Increased relative kidney weight was observed only in the high-dose males, but not in any of the female groups. In addition, the increased relative kidney weight did not demonstrate a dose-related increase, and was not associated with evidence of renal dysfunction or histopathological lesions. Taking all these finding together, the kidney weight changes appear to be questionable and lack biological significance. There were adverse effects on the skin at all dose levels. Subchronic exposure produced limited effects.

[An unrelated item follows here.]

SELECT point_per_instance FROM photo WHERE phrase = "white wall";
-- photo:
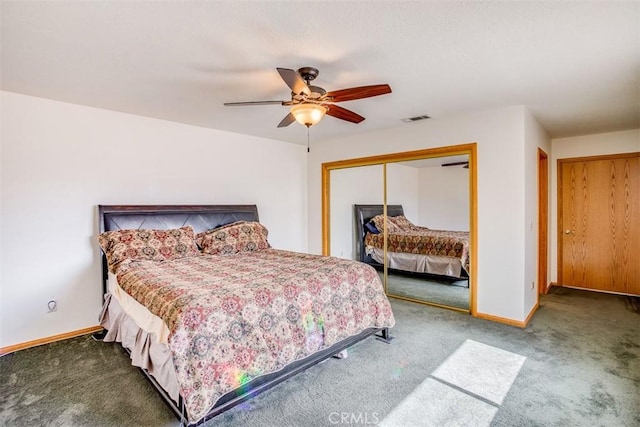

Applicant's summary and conclusion

Conclusions:

The systemic no-observed-efect level (NOEL) in this study is 100 mg/kg/day. Adaptive changes were observed at 1000 mg/kg/day. Organ weight changes were judged to lack biological significance and the no-observed adverse-effect level (NOAEL) was determined to be 1000 mg/kg/day by the authors.

Executive summary:

Diphenyl ether (DPE) was investigated in a dermal subchronic toxicity. The 13-week study was performed with groups of 12 Sprague-Dawley rats/sex/dose that received semi-occluded daily dermal applications of DPO for 6 h/day. All groups were dosed at a constant 2 ml/kg body weight volume of DPO in the DEP vehicle at concentrations to administer 0, 100, 300 or 1000 mg/kg/day. At the high dose level, there was a slight reduction in body weight gain in males (13%) that was not reported to be statistically significant, increase in albumin (5-6%) and phosphate (10-15%) levels in both sexes, a reduction of cholesterol in females (14%), an increase in kidney (17%) and brain (8%) weights in males, and an increase in liver weight (18-19%) in both sexes. No histopathological lesions were seen in any organ examined, including skin. At 300 mg/kg body weight/day, the only notable findings were an increase in liver weight (10%) in both sexes and a slight increase in albumin (5%) in females. In addition, increased rate of skin irritation reactions at the site of application was observed in all DPO dose groups (Draize scores not given). The systemic no-observed-effect level (NOEL) in this study is 100 mg/kg/day. The systemic findings were judged to lack biological significance and the no-observed-adverse-effect level (NOAEL) was determined to be 1000 mg/kg/day.